The Strad Issue: January 2013
Description: Honest, colourful performances that sometimes underplay the music’s drama
Musicians: Thomas Albertus Irnberger (violin) Pavel Kašpar (piano) Israel Chamber Orchestra/Doron Salomon
Composer: Goldmark

Goldmark’s Violin Concerto may have suffered from neglect of late, but performances on record include some fine playing, as in Arnold Rosé’s breathtaking fragment of the first movement, and a blistering rendition by Peter Rybar. The work is full of passionate yearning, and its delicate gestures are well captured here by Irnberger, a former pupil of Ivry Gitlis, and his colleagues. The slow movement is particularly fine, as is the opening of the finale. I do feel, however, that the heroic and at times stark drama of the first movement is underplayed – it’s all much too beautiful – and this rather misses the point. The Violin Sonata has similar virtues and shortcomings.
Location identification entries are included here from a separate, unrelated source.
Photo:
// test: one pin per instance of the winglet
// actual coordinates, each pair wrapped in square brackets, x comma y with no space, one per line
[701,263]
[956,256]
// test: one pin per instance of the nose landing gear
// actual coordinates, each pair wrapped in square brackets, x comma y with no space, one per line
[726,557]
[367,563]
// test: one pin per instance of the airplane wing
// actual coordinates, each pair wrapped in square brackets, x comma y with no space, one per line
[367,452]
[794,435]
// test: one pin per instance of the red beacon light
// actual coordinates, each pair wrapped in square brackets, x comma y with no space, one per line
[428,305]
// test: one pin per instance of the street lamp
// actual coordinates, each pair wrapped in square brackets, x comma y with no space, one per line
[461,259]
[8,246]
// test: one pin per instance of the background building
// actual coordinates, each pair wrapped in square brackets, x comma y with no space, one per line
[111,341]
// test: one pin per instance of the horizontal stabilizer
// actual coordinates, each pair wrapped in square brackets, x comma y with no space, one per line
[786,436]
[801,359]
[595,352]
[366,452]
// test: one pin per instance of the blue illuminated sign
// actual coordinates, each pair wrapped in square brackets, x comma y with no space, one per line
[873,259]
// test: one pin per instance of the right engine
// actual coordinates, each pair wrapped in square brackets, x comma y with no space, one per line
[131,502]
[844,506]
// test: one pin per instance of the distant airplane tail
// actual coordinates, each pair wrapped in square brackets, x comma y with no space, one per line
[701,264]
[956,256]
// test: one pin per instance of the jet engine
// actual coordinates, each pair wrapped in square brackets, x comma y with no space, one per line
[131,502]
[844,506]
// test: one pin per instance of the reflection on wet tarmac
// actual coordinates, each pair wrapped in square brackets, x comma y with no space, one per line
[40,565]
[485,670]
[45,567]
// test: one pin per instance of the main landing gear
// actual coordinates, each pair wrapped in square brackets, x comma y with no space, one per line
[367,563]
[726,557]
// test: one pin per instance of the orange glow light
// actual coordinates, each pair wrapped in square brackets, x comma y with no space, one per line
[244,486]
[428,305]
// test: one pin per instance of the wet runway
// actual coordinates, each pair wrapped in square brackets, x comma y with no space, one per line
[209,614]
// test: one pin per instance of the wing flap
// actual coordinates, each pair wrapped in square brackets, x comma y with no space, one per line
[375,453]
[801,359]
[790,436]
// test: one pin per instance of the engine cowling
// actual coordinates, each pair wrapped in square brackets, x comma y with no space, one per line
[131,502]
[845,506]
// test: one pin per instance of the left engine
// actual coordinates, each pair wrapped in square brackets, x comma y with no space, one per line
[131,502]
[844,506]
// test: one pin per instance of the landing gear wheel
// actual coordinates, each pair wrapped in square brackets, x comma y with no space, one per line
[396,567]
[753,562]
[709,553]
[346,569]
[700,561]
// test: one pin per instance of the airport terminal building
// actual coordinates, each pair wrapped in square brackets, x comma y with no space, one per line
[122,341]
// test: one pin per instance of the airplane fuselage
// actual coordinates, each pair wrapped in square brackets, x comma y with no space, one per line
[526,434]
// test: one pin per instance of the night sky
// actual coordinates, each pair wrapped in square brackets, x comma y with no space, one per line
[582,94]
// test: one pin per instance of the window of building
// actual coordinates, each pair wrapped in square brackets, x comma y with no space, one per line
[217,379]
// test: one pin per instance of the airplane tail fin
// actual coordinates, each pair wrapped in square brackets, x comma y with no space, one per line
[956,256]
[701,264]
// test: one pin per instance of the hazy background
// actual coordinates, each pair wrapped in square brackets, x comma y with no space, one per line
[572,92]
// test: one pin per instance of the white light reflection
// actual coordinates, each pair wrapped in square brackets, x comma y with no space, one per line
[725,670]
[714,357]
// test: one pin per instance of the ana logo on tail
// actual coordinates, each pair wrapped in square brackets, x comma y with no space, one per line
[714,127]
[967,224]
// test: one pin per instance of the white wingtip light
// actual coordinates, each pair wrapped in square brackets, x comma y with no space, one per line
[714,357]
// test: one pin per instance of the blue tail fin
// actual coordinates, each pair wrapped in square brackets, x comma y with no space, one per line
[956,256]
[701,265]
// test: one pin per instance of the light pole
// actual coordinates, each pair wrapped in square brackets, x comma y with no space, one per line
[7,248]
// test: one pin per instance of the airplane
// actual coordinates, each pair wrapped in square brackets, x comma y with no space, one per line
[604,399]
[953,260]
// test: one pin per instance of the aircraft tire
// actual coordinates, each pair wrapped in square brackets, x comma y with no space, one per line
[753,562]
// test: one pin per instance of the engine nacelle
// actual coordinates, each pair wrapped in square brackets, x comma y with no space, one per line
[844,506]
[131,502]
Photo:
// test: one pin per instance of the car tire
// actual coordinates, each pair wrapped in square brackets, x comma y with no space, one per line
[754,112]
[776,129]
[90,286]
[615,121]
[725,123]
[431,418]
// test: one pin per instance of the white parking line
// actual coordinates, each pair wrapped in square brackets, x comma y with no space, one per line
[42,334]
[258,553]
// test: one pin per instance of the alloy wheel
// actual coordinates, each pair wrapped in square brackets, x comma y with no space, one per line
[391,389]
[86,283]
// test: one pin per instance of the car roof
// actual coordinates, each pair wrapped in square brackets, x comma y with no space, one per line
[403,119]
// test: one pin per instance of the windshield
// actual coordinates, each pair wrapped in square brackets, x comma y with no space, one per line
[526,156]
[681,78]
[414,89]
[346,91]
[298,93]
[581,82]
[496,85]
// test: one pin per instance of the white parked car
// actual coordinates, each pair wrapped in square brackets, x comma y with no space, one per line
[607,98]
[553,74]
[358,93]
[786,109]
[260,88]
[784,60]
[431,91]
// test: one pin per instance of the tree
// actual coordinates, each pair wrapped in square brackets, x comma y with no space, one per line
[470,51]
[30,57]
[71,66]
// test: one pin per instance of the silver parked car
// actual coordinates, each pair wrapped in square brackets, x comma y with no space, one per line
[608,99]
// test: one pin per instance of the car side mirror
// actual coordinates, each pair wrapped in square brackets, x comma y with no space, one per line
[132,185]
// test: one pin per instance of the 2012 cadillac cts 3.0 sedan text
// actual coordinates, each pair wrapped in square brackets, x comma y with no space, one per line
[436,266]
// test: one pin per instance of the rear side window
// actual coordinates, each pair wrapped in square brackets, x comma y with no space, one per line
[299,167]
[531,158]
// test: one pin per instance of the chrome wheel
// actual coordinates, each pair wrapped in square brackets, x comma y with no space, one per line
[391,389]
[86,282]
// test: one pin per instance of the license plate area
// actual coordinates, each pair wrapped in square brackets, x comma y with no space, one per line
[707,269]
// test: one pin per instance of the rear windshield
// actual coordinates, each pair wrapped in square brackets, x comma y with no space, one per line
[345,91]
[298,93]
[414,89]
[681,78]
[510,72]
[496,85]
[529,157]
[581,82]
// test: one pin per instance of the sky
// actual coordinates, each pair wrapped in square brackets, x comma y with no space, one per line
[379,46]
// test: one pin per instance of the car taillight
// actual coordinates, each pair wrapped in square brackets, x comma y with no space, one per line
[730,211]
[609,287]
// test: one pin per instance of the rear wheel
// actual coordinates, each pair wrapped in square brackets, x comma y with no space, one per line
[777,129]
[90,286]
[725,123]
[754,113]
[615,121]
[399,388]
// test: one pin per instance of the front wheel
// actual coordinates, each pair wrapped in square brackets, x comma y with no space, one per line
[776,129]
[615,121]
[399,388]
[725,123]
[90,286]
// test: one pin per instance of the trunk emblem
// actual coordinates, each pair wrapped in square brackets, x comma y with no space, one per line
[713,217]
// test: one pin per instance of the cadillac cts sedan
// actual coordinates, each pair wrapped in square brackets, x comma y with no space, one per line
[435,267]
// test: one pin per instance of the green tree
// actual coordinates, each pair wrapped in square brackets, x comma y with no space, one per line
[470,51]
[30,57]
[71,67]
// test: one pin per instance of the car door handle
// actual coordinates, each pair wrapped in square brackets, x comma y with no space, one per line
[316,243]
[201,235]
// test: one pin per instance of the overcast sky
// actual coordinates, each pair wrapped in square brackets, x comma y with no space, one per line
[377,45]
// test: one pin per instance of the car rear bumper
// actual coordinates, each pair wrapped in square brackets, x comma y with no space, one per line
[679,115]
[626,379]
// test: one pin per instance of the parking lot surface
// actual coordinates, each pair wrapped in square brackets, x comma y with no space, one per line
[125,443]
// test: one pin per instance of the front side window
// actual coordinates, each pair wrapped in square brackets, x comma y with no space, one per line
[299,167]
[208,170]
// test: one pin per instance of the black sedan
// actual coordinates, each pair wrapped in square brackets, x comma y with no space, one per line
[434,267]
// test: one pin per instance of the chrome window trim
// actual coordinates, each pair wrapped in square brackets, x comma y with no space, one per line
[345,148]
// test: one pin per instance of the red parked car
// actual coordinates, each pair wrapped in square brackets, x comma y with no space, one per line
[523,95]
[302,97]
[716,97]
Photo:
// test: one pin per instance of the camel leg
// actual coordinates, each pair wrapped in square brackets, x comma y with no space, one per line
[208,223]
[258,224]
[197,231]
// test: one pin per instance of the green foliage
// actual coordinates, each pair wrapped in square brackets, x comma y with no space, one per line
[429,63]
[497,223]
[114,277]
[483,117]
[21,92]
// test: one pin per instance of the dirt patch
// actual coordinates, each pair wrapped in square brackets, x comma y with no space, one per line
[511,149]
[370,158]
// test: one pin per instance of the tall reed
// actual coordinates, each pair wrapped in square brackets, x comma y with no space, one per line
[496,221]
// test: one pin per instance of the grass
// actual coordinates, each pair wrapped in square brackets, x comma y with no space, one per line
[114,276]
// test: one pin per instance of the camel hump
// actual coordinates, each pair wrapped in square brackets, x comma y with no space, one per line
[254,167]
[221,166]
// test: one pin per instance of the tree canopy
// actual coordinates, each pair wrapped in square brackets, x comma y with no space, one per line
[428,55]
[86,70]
Irnberger captures the otherworldly element of Goldmark’s writing very well in the first movement, and there is some lively playing in the finale, but the middle movement rather lacks purpose.

Overall, he plays with a wonderful sense of colour and an engaging honesty, although his G-string vibrato can be a bit crude and I would have preferred more fire even at the expense of tonal beauty. Gramola’s rather distant (if immaculate) engineering hardly helps here – but, overall, the disc is worthy and contains some lovely playing.